18 Eylül, 2012

Bırak büyümesin.

Yokluğunu uzun süredir bu kadar derinden hissetmemiştim. Bu kadar tutmamıştım içimde sensizliği. Hep dışa vuruyordum bir şekilde. Adın geçtiğinde kim olursa olsun kafamı çevirip bakarakta olsa yapıyordum bir şekilde. Hala onun adını duyunca dönüp bakıyosun diye kızdıklarında anlıyordum her defasında döndüğümü. Birinde bile seni göremiyordum ya neyse. Baksana bir. Önce kendine bak. Ne haldesin nerelerdesin haber ver. Sonra bana bak. Yanımdakilere bak. Yalnız değilim görüyor musun? Senin vermediğin değeri verenler var artık. Hediyelere boğuluyorum aylardır. Bugün bir yenisi daha eklendi bunlara. Aldığım hediyeyi koyuyordum ki yerine, seninkinin yanına koyduğumu farkettim.
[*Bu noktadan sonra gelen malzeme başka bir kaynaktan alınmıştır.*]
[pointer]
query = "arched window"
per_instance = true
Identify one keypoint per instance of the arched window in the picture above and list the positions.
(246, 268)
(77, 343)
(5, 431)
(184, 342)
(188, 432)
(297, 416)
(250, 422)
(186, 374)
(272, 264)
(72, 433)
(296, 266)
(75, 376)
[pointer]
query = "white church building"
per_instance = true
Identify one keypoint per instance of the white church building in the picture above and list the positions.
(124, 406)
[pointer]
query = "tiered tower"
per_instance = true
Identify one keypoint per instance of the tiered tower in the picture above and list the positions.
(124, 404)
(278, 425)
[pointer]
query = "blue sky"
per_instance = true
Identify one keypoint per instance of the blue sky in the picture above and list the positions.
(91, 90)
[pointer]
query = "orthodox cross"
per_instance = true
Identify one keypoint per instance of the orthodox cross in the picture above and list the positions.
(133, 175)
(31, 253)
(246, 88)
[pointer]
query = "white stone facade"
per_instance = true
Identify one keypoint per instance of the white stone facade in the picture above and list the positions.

Yeri orasaydı ne yapsaydım. Seninki kapalı bir kutuda dolabın en kuytu köşesinde olmalıyken ordaydı. Farkında değildim. Elimi sürmediğim için değil, elimi sürmeye korktuğum için farkında değildim orda olduğunun. Baktım şöyle. Seninki baya eskimiş. Eski parlaklığını yitirmiş. Elime aldım inanamayıp. Bu kadar eskidi mi gerçekten? Eskiyebilir mi? Bizde böyle parlaklığımızı yitirdik mi?
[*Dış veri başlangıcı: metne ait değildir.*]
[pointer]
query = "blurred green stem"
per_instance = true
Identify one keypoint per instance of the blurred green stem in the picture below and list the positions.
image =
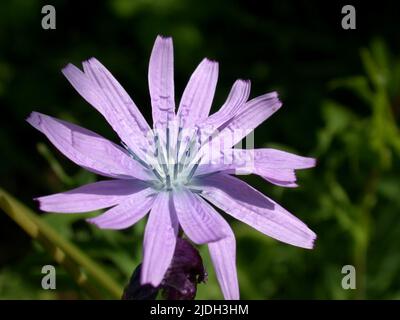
(362, 241)
(80, 266)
Şansa baksana. Yine karşımda sana en son ağladığım, kendimi tanıyamadığım ayna var karşımda. Üstümdede o gün ki elbiselerim. Kokumda aynı. Evet kokum. Kokum aynı. Birtek seninkine karışmış olması gerekirken başkasının ki sinmiş üstüme. 
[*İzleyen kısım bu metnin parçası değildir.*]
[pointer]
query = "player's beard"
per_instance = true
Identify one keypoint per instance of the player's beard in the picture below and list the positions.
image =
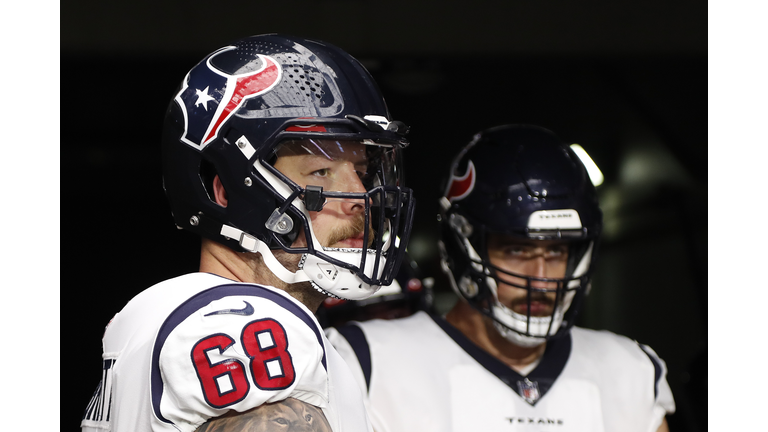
(304, 291)
(546, 304)
(351, 230)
İşte burda yine aynı aynanın karşısında başlıyorum ağlamaya. Ev boş. Yankı yapıyor sesim. Nerdesin be sen nerde ne halt yiyosun diye diye ağlıyorum. Kelimeler tam çıkmıyor ağzımdan. Ben bile ne söylediğimi anlamıyorum. 
El üstünde tutsalar bile beni herkesi aynı kefeye koymuşum çoktan. Yüzsüz diyorlardır arkamdan eminim. Gönül terazisini duydun mu sen hiç. O terazinin bir tarafında sen, bir tarafında diğer herkes. Ve diğer kefeye her neyi, her kimi koyarsam koyayım olmuyor. Yerin dolmuyor. Çok tanıdık bu laflar. Çok klasik. Sıkılıyorum bazen bunları demekten. Neden hep aşk şiirleri, romanları biryerden öteye gidemiyor diyordum. Gitmiyormuş. Gidemiyor. Aşkın anlatılacak yanını anlatıyorum zaten. Gerisi insanın içindeymiş meğer. 
Herkesin içinde kimseye açmadığı bir köşeye gizlenmiş yarım duygular varmış aşka dair.
Hediyeni bıraktım elimden. Uzaktan bile farkediliyor ne kadar eskidiği ama anlamamışım. Yakından bile farkediliyor ne kadar eskidiğimiz ama anlamamışız. 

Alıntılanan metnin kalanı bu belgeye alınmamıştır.